PI-3 kinase type II C2α is essential for ATP-dependent priming of neurosecretory granules prior to exocytosis

F.A. Meunier¹, G. Hammond¹, P.J. Parker¹, G. Schiavo¹, F.T. Cooke² and J. Domin³, ¹Cancer Research UK, London Research Institute, Lincoln's Inn Fields Laboratories, 44 Lincoln's Inn Fields, London WC2A 3PX, UK,²Biochemistry and Molecular Biology, University of College, London, Darwin Building, Gower Street, W1E 6BT, London, UK and ³Renal section, Faculty of Medicine, Imperial College School of Medicine, London W12 0NN, UK. (Introduced by D.J. Adams)

Phosphatidylinositol 3-kinases (PI3K) are implicated in a variety of synaptic functions including axonal guidance and long-term depression and potentiation (reviewed in Osborne et al., 2001). However, a direct involvement of this class of enzymes and their lipid products in neuroexocytosis has been questioned (Chasserot-Golaz et al., 1998), based on the low sensitivity of exocytosis to PI3K inhibitors wortmannin and LY294002 (Martin et al., 1997; Wiedemann et al., 1996).

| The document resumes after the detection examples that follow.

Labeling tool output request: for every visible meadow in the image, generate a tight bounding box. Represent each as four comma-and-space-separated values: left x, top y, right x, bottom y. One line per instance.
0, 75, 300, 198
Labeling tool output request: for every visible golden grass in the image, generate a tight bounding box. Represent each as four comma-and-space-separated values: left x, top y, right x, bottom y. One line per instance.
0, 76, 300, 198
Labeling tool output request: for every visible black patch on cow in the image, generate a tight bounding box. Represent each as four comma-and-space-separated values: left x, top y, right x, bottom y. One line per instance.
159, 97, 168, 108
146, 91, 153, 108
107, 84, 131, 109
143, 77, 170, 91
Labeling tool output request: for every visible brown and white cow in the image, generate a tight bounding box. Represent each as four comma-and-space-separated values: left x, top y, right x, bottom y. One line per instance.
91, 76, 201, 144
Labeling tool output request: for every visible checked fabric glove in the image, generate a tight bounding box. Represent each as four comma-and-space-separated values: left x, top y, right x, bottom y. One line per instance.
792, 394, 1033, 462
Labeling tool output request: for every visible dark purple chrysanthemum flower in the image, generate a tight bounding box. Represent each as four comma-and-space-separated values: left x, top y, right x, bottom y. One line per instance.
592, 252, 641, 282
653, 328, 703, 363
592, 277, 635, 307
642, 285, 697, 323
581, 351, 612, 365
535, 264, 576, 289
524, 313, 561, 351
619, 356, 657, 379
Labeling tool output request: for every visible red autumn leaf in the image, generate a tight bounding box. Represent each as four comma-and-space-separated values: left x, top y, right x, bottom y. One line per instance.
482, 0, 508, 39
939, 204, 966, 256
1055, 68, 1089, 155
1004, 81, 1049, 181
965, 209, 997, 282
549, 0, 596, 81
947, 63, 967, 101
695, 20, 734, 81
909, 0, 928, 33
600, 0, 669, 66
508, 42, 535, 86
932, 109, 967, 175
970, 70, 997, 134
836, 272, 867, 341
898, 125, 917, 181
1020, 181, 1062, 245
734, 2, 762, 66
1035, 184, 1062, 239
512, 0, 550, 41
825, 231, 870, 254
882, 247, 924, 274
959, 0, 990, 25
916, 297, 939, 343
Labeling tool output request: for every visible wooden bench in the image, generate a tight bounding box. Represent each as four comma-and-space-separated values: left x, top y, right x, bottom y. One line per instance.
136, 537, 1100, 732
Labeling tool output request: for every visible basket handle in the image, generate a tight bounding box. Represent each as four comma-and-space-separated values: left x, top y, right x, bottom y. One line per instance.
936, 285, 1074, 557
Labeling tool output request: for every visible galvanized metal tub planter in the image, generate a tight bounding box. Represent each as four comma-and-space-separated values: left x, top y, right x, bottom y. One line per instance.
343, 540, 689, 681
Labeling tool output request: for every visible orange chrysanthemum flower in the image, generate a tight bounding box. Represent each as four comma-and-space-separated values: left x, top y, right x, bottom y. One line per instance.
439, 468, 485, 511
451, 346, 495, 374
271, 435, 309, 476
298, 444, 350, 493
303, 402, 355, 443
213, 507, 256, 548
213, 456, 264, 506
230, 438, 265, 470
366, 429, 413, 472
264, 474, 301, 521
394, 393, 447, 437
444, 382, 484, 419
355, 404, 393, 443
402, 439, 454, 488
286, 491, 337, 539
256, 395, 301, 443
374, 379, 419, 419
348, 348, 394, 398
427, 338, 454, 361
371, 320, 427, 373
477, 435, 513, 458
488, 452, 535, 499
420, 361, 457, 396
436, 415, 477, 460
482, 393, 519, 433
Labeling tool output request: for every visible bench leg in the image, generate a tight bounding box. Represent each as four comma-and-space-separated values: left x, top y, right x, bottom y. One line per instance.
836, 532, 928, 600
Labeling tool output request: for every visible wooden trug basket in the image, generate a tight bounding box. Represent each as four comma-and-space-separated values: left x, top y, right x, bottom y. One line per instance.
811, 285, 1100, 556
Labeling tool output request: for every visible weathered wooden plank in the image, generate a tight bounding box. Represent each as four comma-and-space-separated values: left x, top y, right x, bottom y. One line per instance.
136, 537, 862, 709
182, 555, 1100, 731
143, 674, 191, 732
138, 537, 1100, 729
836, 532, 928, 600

Neurotransmitter release from synaptosomes and hormonal secretion from chromaffin cells are only sensitive to high concentrations of the PI3K inhibitors wortmannin and LY294002, pointing to a possible role for the less sensitive PI3K-C2α. In support of this, PI3K-C2α was detected on a subpopulation of mature secretory granules abutting the plasma membrane in neurosecretory cells. Furthermore, both PI3K inhibitors and sequestration of PI3K-C2α with specific antibodies selectively prevented ATP-dependent priming in permeabilised chromaffin cells.

Transient over-expression of PI3K-C2α in PC12 cells potentiated evoked secretion, whereas its dominant negative mutant abolished exocytosis, suggesting PtdIns3P, the main catalytic product of this enzyme plays a role in neuroexocytosis. Consistent with this, treatment of PC12 cells transiently expressing PtdIns3P-sequestering FYVE domain with low concentrations of wortmannin selectively abolished early endosomal staining and revealed a full co-localisation of the FYVE domain with PI3K-C2α on PC12 granules. Finally sequestration of PtdIns3P by the FYVE domain also abolished secretion from PC12 cells demonstrating that PtdIns3P production is needed in the process of acquisition of fusion competence secretory vesicles undergo, during or following docking to the plasma membrane.

Chasserot-Golaz, S., Hubert, P., Thierse, D., Dirrig, S., Vlahos, C. J., Aunis, D., & Bader, M.F. (1998) Journal of Neurochemistry, 70, 2347-2356.

Martin, T.F., Loyet, K.M., Barry, V.A., & Kowalchyk, J.A. (1997) Biochemical Society Transactions, 25, 1137-1141.

Osborne, S.L., Meunier, F.A., & Schiavo, G. (2001) Neuron, 32, 9-12.

Wiedemann, C., Schafer, T., & Burger, M.M. (1996) Embo Journal, 15, 2094-2101.